# Can anyone guess her breed?



## steph89 (Mar 30, 2015)

This is our pound dog, we are not sure what breeds shes mixed with but the shelter says she is pointer X. Does anyone recognise other breeds in her?

Thanks


----------



## steph89 (Mar 30, 2015)

here are some more pictures


----------



## Deb Gray (Jan 9, 2015)

I search it on google and I think it is similar to german shorthaired dogs but I'm not sure about it.


----------



## CandyLeopard (Oct 14, 2013)

Her face reminds me of a bully. So I will guess Pointer x Pitbull.
She's very pretty.


----------



## steph89 (Mar 30, 2015)

Oh thank you so much for your response! ^.^ Yes she does look like a german shorthaired, which is strange because she doesn't behave like a sporting dog she likes to sleep


----------



## steph89 (Mar 30, 2015)

Thank you so much for your response  yes her face does look like a pitbull breed. When I first saw her I didn't notice the pitbull features but her ears, eyes and skull does look bully shaped. Hopefully she will put on some more weight. The pound here in New Zealand euthanises pitbull breeds but I guess she got lucky because she is mixed breed  Do you have dogs of your own?


----------



## Whistlejacket (Jul 26, 2012)

The only thing that could make me think GSP would be her colour and ticking... her face looks very pitbull-y to me! Do you have full body shots of her?


----------



## jade5280 (Feb 20, 2013)

What a unique looking dog, very pretty! My guess would be GSPxPitbull or other bully breed.


----------



## Amaryllis (Dec 28, 2011)

Pointers can have very pitty-ish faces. It's possible pit isn't part of the mix. Hunting dogs are very commonly lazy indoors.


----------



## steph89 (Mar 30, 2015)

Here are some body shots, she didn't stand up, she was too busy doing her morning stretches. She's still too skinny but we've only had her for a week. Do pittbulls ever get spots like this?


----------



## steph89 (Mar 30, 2015)

Yeah your right, GSP faces look similar , maybe if her ears were longer her she could pass for a GSP almost


----------



## steph89 (Mar 30, 2015)

Thank you  we never considered getting a pittbull mix so it was abit of a surprise. Your doggies look cute too!! What breed is Ryker? He looks like he's pointing at something in the snow in his picture. Just like a pointer


----------



## taquitos (Oct 18, 2012)

Looking at the body I don't know if she is a Pittie-x.
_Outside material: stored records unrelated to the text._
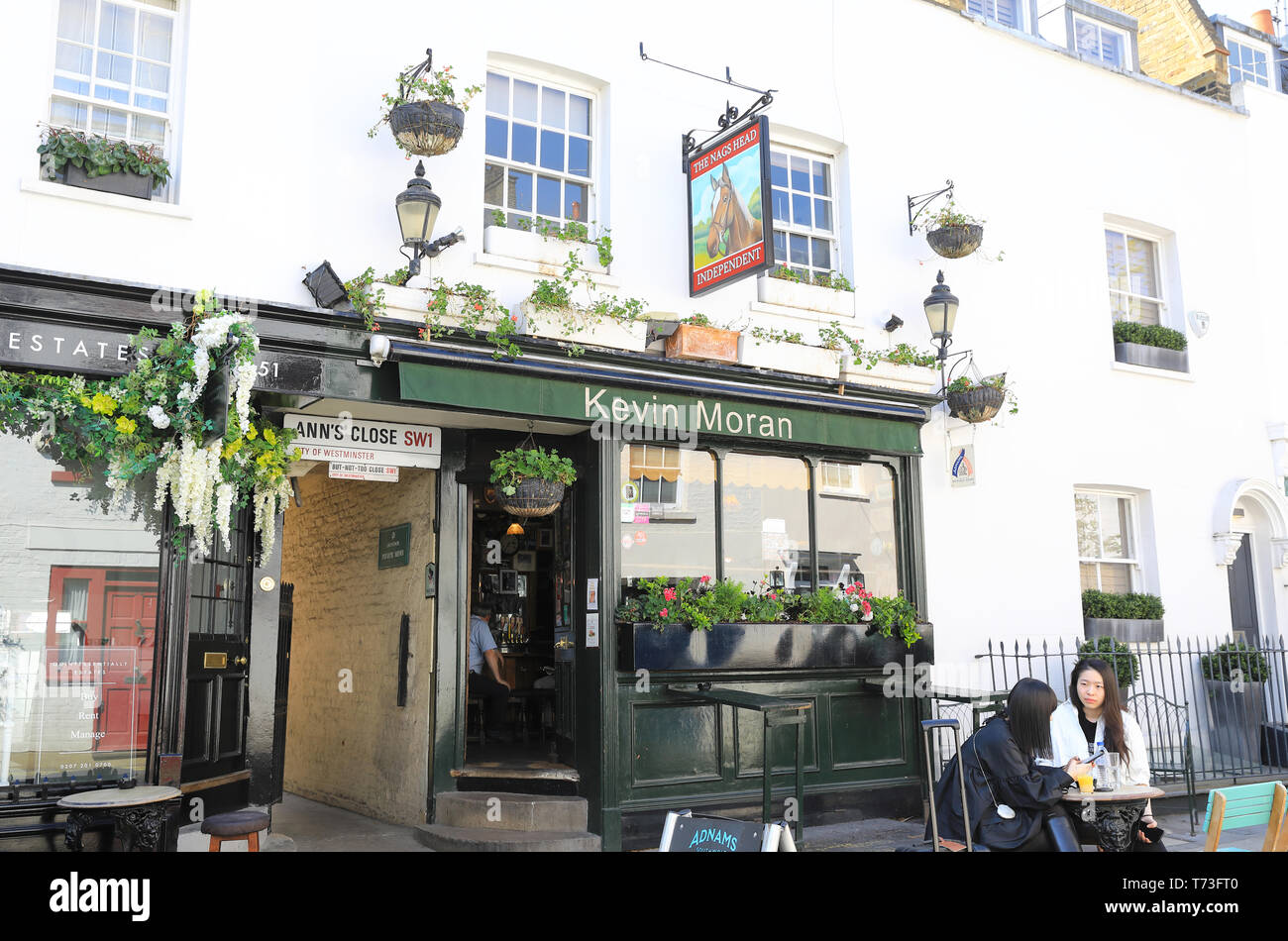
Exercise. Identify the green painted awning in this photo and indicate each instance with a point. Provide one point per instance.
(533, 394)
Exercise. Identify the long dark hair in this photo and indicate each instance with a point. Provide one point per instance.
(1028, 709)
(1112, 711)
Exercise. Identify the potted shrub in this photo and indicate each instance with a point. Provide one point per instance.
(696, 339)
(1117, 656)
(1234, 675)
(531, 481)
(425, 115)
(697, 623)
(91, 161)
(1136, 618)
(1144, 344)
(953, 235)
(979, 402)
(829, 293)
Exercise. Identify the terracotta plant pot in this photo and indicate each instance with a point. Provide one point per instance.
(426, 129)
(956, 241)
(691, 342)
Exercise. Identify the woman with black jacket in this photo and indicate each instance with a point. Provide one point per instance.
(1009, 795)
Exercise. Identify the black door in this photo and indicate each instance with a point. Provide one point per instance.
(1243, 595)
(214, 740)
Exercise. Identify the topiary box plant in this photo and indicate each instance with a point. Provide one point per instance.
(1134, 618)
(91, 161)
(1146, 344)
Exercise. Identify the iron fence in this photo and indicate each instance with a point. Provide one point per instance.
(1228, 708)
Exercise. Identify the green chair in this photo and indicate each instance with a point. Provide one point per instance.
(1248, 804)
(1166, 726)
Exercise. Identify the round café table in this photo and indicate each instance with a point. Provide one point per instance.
(1111, 815)
(138, 815)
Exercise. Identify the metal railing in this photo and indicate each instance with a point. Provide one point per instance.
(1236, 729)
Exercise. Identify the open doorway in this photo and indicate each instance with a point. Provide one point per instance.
(520, 582)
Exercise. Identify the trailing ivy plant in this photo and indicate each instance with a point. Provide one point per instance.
(428, 86)
(511, 468)
(151, 424)
(835, 338)
(99, 156)
(477, 306)
(965, 383)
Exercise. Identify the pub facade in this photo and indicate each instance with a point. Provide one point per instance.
(326, 654)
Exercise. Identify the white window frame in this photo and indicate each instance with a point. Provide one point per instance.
(1133, 563)
(176, 64)
(988, 11)
(810, 232)
(593, 215)
(1103, 27)
(1159, 269)
(1256, 50)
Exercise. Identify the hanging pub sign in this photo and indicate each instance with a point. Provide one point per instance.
(729, 239)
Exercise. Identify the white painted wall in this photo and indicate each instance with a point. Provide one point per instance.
(275, 172)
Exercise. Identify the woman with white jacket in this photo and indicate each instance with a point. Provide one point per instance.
(1094, 716)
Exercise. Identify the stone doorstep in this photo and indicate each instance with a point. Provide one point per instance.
(483, 839)
(506, 811)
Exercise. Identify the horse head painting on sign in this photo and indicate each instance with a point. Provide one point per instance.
(733, 228)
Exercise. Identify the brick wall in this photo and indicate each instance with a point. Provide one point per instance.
(1179, 46)
(359, 750)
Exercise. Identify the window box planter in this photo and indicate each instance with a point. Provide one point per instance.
(426, 129)
(691, 342)
(764, 647)
(529, 246)
(954, 241)
(785, 357)
(621, 335)
(1126, 630)
(121, 181)
(910, 378)
(1154, 357)
(789, 293)
(977, 404)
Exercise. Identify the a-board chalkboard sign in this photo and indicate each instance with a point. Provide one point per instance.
(687, 833)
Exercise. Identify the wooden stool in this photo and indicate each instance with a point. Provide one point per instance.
(244, 824)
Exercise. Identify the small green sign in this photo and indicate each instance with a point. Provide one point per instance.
(394, 545)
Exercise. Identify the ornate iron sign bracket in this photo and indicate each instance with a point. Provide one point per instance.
(730, 119)
(919, 203)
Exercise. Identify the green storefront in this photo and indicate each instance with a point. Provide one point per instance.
(688, 470)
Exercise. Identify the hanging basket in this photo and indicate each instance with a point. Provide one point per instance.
(426, 129)
(977, 404)
(954, 241)
(532, 497)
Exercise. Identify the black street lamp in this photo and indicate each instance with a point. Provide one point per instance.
(417, 211)
(940, 312)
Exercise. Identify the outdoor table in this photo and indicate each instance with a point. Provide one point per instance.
(1112, 815)
(138, 815)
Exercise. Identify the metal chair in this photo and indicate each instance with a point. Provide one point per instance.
(1166, 726)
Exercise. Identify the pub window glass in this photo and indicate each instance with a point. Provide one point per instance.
(767, 520)
(666, 525)
(857, 527)
(77, 623)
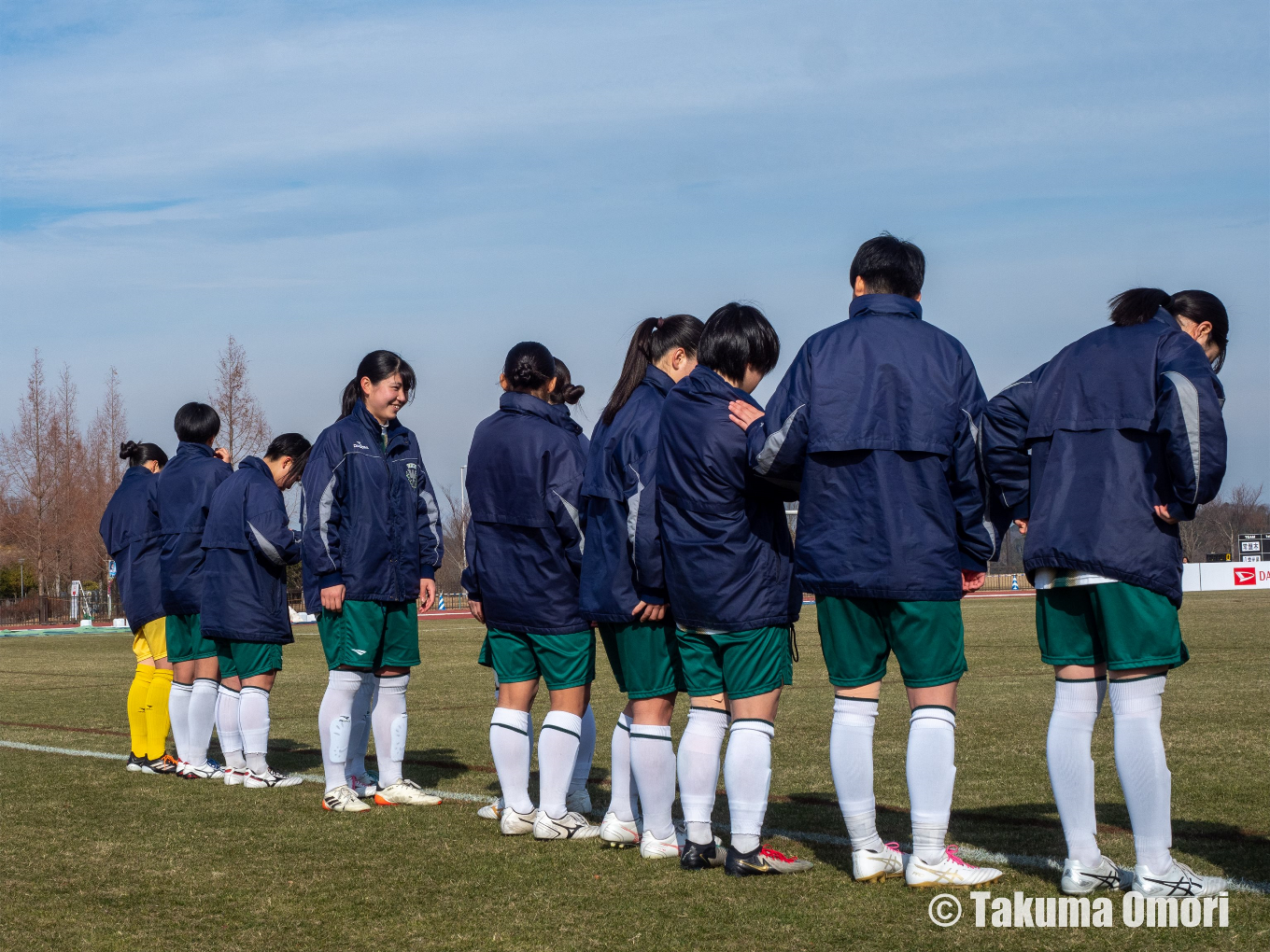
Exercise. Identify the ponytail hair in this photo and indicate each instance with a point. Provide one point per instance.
(529, 367)
(141, 454)
(1139, 305)
(376, 366)
(565, 391)
(652, 341)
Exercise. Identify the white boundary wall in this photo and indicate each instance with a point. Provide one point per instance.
(1226, 577)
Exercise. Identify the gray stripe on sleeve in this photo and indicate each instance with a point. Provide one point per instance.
(577, 521)
(270, 550)
(768, 455)
(1188, 398)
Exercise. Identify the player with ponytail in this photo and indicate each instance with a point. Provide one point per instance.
(130, 529)
(624, 587)
(371, 547)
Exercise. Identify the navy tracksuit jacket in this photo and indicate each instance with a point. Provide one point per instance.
(878, 424)
(249, 545)
(371, 517)
(184, 493)
(525, 539)
(130, 529)
(623, 563)
(1085, 446)
(726, 541)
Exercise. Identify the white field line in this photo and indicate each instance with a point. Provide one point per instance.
(973, 853)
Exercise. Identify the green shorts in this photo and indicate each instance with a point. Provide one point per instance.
(560, 660)
(247, 659)
(738, 663)
(186, 641)
(1115, 623)
(859, 634)
(371, 635)
(644, 658)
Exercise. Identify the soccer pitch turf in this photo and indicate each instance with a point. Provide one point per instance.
(94, 857)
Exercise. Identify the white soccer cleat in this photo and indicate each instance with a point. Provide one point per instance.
(270, 778)
(568, 827)
(1178, 880)
(620, 833)
(950, 873)
(405, 793)
(207, 771)
(878, 864)
(343, 800)
(1081, 880)
(578, 801)
(514, 824)
(233, 777)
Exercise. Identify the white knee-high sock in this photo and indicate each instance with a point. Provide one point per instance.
(851, 763)
(698, 769)
(254, 715)
(557, 751)
(931, 771)
(1071, 767)
(510, 737)
(623, 805)
(334, 723)
(388, 722)
(202, 718)
(747, 776)
(178, 712)
(229, 726)
(653, 768)
(586, 751)
(360, 727)
(1145, 777)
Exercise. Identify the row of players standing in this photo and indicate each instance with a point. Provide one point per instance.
(670, 535)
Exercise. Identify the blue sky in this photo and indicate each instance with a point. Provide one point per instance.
(446, 179)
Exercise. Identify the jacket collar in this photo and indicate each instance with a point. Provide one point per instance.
(884, 303)
(702, 380)
(529, 405)
(658, 378)
(184, 448)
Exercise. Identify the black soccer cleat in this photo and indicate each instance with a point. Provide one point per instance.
(700, 856)
(762, 861)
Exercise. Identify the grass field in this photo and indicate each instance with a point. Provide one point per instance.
(97, 859)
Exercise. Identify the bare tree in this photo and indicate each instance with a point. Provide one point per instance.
(244, 430)
(28, 462)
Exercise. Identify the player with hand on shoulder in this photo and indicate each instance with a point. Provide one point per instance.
(525, 545)
(732, 591)
(249, 545)
(877, 422)
(371, 547)
(624, 584)
(1097, 455)
(183, 493)
(130, 529)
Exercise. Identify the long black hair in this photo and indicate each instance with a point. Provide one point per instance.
(1139, 305)
(140, 454)
(529, 367)
(377, 366)
(653, 339)
(565, 391)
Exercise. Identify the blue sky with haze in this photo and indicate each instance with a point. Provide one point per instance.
(446, 179)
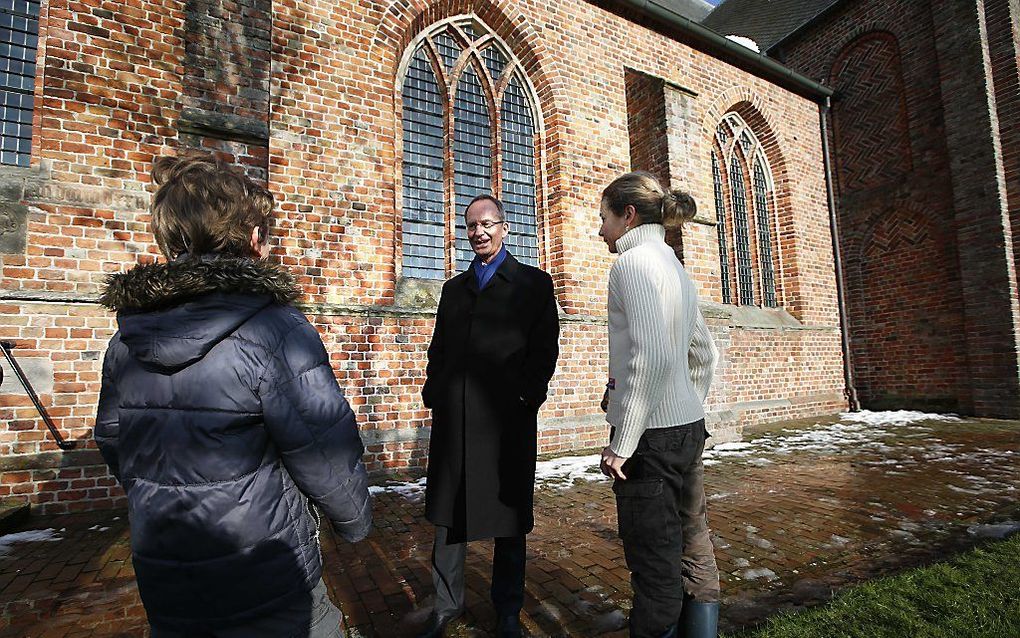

I would actually say she is looks more like a Pointer x Rat Terrier/JRT (or something similar) mix.

Can you get a shot of her from the side, standing up?

EDIT:

What about a GSP x ACD mix?

Looks awfully similar


----------



## jade5280 (Feb 20, 2013)

steph89 said:


> Thank you  we never considered getting a pittbull mix so it was abit of a surprise. Your doggies look cute too!! What breed is Ryker? He looks like he's pointing at something in the snow in his picture. Just like a pointer


He's a Redbone coonhound, just pretends to be a pointer. I was also going to say maybe there's ACD in your dog like Taquitos mentioned. Body shape reminds me of ACD, but the head is broad. Maybe ACDxGSP?

GSPs can have broad bully looking faces


----------